Tenía que coger el tren de las cuatro de la madrugada y eran ya casi las once de la noche.
Llevaba viajando desde el día en que empecé. No me acordaba de la fecha.
Sin saber muy bien cómo ni porqué, decidí caminar hacia esa casa que tan familiar me resultaba. Buscaba a alguien a quién sin duda conocía. Me acercaba a un sentimiento más que a una propiedad privada.
Tan sólo el resplandor de las luces de navidad, que todavía adornaban las ventanas iluminaban la parte delantera de la casa. Entré.
Ahí estaba él, recostado en el sofà. ¿ Esperándome? Esperándome.
Me senté encima suyo y le rodeé primero con las piernas y después con los brazos. El calor de nuestros cuerpos nos fundió en un abrazo largo. Nos habíamos encontrado sin saber ni siquiera quién éramos ni que hacíamos en ese lugar. Eran ya las 24:00h.
Seguimos tocándonos sin quitarnos la ropa, abrazándonos y besándonos sin besarnos.
¿Cómo es eso de besar, sin besarse? Se necesitan dos bocas ardientes, tan sofocadas ante la proximidad física, que no necesitan ni siquiera tocarse para sentir el fuego que se prende al verse una enfrente de la otra.
Eran ya las tres de la madrugada, tenía que llegar la estación de tren antes de las cuatro. Debía irme.
Nuestros cuerpos tardaron en separarse, me costó recobrar mi forma y llegar hasta la puerta principal. Una vez fuera, metí mi mano en el bolsillo y me di cuenta de que había perdido el pasaporte. Seguramente estaba hecho un revoltijo en algún hueco del sofá. Mi cuerpo seguía agitado. Regresé a la casa y justo antes de entrar, alguien abrió la puerta.

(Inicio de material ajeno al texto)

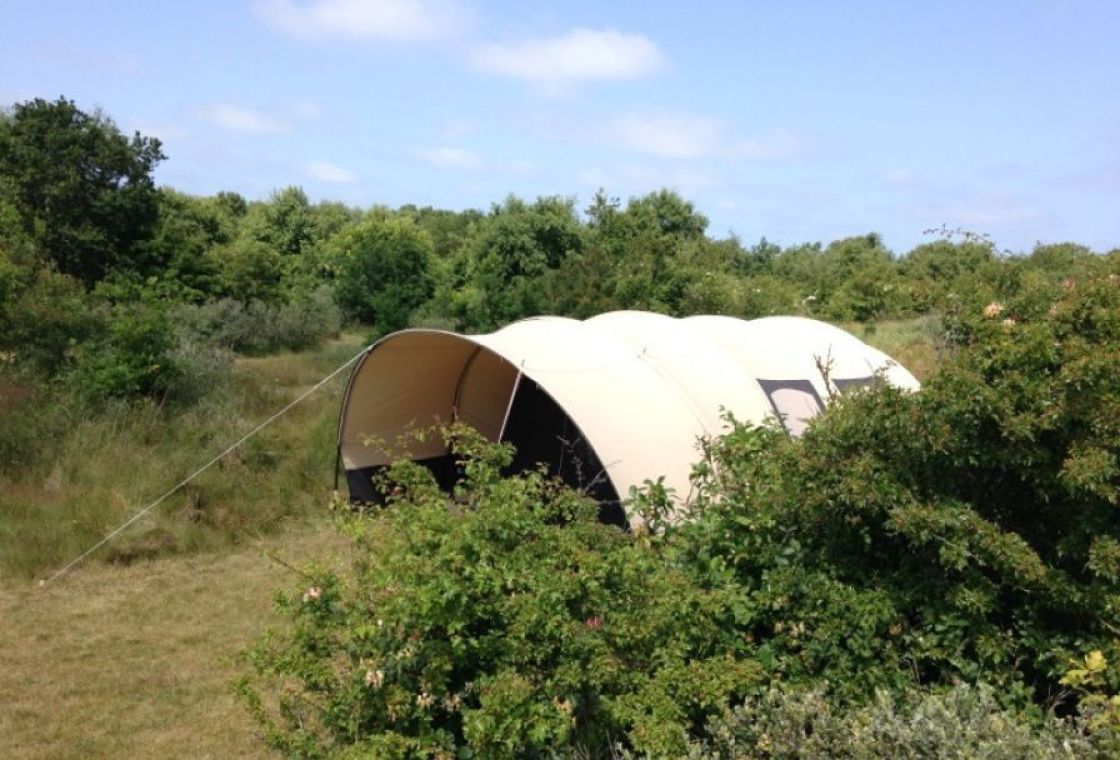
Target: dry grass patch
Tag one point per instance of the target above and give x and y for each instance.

Una cara de media luna ancha, una melena desaliñada, una mirada ojiplática y unas manos rotas por el paso del tiempo, sujetaban mi pasaporte en el portal.
Él, abrió su boca y sonrió dejando al descubierto una ristra de dientes de oro intercalados entre dientes blancos. Quizás de porcelana, quizás no. Una cadera gigante y desencajada, de abuelo triturado.
Sin duda era él a quién abracé ahí dentro. Sin duda le había amado durante esas horas en las que mi razón calló.
Agarré mi pasaporte y salí corriendo. Esta vez, sin mirar atrás, sin detenerme ni tan siquiera para subir al autobús.
Corrí hasta la estación de tren. Huyendo de aquella cadera vieja, huyendo de aquellos ojos exaltados, verdes como dos aceitunas manzanilla.
Huyendo de quién horas antes tanto había deseado.
Una veneración a la atracción sin excepción, así es como iba a recordarlo.
El mundo es un lugar muy extraño pensé.
Unos segundos después, el tren partió rumbo hacia mi nuevo destino.